I planned on sharing this article when I called the show today (halfway in hour 3) but ran out of time. I should've watched my clock and shrunken my intro stuff, but the article leads: "Fewer than half of American eighth graders knew the purpose of the Bill of Rights on the most recent national civics examination, and only one in 10 demonstrated acceptable knowledge of the checks and balances among the legislative, executive and judicial branches, according to test results released on Wednesday." Anyway in my call I pointed out that a recurring theme on the show was how Reagan's education secretary Bill "The Gambler" Bennett wrecked civics education, that I wanted to be my lead-in to discussing this article.
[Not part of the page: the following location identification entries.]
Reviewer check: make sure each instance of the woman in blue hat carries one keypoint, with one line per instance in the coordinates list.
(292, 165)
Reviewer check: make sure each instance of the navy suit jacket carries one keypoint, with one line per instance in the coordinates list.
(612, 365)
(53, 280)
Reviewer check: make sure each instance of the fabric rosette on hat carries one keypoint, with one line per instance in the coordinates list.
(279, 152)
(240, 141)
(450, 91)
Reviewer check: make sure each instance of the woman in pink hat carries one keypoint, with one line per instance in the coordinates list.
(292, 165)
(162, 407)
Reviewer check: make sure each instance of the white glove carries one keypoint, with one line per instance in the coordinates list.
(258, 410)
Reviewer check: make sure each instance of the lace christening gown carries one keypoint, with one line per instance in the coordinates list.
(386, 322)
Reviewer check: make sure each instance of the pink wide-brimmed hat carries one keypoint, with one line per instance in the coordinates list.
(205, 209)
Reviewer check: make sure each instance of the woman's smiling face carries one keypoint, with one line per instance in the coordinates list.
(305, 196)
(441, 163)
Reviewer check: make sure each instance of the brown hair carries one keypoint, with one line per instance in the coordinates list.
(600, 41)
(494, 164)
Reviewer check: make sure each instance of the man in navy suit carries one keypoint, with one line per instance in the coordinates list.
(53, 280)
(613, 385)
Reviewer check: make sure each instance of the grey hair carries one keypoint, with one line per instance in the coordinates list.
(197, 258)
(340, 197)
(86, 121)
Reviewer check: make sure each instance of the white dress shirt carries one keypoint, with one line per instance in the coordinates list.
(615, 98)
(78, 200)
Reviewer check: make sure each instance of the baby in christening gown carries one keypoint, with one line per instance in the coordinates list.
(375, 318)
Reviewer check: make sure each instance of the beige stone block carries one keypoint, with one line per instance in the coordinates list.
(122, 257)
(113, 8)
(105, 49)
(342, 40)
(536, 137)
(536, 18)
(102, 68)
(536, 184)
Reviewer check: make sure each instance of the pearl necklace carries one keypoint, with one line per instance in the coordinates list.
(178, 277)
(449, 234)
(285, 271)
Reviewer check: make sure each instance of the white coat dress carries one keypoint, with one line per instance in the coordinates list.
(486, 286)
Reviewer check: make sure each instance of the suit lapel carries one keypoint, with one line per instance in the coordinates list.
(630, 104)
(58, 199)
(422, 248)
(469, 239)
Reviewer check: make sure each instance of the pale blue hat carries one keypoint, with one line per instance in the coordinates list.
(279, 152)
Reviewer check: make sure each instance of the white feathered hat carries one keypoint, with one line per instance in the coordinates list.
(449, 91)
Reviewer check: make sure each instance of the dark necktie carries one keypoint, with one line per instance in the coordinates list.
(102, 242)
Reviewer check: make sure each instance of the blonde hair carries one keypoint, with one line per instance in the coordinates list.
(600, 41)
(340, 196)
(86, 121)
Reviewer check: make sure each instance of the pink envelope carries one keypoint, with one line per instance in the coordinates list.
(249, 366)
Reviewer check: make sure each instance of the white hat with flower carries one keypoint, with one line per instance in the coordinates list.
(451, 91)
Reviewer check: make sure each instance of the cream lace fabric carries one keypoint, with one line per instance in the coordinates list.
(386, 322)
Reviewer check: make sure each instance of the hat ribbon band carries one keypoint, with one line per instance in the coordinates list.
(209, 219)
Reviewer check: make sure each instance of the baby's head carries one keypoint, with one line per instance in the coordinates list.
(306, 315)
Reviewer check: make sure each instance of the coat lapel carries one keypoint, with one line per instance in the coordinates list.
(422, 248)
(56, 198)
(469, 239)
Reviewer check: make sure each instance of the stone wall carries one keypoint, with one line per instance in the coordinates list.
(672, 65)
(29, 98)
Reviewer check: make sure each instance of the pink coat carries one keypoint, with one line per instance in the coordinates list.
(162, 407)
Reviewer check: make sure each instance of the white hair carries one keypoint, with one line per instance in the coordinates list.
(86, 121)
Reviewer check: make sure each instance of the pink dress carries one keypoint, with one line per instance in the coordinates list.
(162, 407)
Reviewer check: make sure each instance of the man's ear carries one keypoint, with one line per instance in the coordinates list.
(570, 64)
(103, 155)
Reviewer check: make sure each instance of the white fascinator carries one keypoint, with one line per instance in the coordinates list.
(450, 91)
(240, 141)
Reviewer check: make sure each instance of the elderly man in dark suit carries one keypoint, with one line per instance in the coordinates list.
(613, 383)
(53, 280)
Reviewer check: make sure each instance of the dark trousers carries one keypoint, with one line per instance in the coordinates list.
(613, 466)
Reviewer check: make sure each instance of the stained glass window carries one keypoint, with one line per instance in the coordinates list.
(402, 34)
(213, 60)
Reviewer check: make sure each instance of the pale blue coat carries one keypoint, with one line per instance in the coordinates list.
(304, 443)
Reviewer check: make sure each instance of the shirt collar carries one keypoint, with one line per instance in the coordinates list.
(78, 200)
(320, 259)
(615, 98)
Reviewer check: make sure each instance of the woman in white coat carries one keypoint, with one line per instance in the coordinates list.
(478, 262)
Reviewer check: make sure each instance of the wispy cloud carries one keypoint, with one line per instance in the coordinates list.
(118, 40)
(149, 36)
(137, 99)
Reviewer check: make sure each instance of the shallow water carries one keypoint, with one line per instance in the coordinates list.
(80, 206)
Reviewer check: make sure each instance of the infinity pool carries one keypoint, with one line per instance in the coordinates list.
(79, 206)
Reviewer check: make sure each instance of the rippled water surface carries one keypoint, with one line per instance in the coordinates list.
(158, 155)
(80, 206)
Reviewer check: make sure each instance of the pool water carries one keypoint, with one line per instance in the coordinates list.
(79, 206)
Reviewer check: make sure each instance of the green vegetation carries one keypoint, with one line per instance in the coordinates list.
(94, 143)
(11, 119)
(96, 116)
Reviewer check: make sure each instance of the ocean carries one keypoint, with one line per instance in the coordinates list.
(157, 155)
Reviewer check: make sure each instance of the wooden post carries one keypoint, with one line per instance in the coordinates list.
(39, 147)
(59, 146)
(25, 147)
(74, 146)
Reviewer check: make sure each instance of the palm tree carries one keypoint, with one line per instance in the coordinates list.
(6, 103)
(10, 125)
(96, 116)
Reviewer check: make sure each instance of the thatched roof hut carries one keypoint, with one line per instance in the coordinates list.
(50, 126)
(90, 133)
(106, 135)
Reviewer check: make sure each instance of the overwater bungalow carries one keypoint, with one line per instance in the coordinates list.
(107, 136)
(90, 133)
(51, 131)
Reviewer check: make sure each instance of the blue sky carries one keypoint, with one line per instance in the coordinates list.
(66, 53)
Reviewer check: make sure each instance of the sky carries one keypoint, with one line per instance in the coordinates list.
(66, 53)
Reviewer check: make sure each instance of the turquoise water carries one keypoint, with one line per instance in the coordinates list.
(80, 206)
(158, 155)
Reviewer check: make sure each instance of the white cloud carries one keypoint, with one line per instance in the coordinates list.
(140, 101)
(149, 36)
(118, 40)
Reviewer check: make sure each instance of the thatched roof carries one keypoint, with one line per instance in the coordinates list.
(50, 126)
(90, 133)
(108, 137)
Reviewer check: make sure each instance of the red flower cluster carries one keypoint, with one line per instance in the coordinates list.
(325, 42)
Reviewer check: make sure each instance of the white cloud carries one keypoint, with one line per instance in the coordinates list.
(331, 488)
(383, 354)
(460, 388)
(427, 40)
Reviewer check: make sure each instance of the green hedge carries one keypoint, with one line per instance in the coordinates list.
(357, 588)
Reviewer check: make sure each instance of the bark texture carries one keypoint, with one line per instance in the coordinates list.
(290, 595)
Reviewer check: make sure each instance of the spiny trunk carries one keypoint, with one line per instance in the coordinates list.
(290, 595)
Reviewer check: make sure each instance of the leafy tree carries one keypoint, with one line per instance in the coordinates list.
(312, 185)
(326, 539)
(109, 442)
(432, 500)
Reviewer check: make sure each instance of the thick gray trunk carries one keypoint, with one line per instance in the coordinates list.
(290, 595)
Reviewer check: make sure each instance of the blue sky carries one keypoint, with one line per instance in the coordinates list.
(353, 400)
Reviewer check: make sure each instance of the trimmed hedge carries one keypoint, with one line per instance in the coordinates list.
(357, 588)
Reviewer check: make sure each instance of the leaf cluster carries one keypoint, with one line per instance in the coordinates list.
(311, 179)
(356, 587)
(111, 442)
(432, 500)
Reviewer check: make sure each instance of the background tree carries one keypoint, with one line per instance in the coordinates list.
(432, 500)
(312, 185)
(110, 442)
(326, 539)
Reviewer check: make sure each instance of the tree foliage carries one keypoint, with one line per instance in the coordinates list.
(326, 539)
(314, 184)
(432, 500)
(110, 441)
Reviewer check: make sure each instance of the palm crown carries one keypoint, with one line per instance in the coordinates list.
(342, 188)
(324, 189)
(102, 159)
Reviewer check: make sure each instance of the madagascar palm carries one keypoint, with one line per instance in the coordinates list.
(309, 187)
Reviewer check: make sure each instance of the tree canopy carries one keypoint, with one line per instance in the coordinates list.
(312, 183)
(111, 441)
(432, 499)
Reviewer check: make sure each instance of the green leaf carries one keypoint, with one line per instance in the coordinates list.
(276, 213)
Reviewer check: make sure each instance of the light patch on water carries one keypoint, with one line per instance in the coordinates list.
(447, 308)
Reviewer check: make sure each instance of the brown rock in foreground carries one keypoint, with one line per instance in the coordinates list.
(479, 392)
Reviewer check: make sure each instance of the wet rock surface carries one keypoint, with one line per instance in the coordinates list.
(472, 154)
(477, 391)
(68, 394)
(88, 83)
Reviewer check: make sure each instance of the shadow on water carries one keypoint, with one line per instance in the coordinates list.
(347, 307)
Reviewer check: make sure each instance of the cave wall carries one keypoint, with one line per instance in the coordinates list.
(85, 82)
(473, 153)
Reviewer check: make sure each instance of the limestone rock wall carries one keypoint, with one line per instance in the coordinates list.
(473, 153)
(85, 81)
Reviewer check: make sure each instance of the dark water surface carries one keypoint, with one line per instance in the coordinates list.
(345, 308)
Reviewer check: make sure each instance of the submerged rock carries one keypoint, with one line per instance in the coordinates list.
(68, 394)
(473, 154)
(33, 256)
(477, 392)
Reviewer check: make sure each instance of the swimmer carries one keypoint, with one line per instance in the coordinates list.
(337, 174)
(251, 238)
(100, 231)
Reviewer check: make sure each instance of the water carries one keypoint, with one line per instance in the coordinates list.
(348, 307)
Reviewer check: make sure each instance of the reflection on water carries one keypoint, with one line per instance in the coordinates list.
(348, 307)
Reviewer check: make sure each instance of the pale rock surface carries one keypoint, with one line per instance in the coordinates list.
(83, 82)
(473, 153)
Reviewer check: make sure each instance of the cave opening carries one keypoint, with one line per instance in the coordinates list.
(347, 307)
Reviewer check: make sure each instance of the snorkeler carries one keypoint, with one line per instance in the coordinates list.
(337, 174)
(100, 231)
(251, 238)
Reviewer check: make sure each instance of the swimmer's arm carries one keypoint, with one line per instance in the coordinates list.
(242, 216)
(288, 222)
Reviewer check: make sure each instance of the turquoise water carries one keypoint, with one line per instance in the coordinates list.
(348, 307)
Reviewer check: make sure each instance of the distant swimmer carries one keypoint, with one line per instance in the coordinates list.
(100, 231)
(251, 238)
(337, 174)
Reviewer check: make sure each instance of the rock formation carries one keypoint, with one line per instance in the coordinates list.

Since Thom seems to discuss this issue so much in the context of Americans lacking political knowledge I thought he'd be interested. Anyway I thank him for taking my call anyway and would be interested in hearing his thoughts about this news.
Furthermore the NYT article reports:
"The Department of Education administered the test, known as the nation’s report card, to 27,000 4th-, 8th- and 12th-grade students last year. Questions covered themes like how government is financed, what rights are protected by the Constitution and how laws are passed.
Average fourth-grade scores on the test’s 300-point scale rose slightly since the exam was last administered, in 2006, to 157 from 154. Average eighth-grade scores were virtually unchanged at 151. The scores of high school seniors — students who are either eligible to vote or about to be — dropped to 148 from 151. Those scores mean that about a quarter of 4th- and 12th-grade students, and about one-fifth of 8th graders, ranked at the proficient or advanced levels."
Furthermore, I think that if more Americans knew about such topics as Constitutional rights, measures like Prop 8 in California wouldn't have had such strong support.
Comments
Please read, (if you haven't all ready), "The Deliberate Dumbing Down of America" by Charlotte Thomson Iserbyt - former Senior Policy Advisor in the US Dept. of Education.
The website can be found here: http://www.deliberatedumbingdown.com/index.html
Retired U.S. Supreme Court Justice Sandra Day O'Connor has been critical as to the elimination of civics education in many schools and school districts. She has helped to develop a Web site that uses educational games to provide some instruction on knowledge of governmental functions which is called "Our Courts."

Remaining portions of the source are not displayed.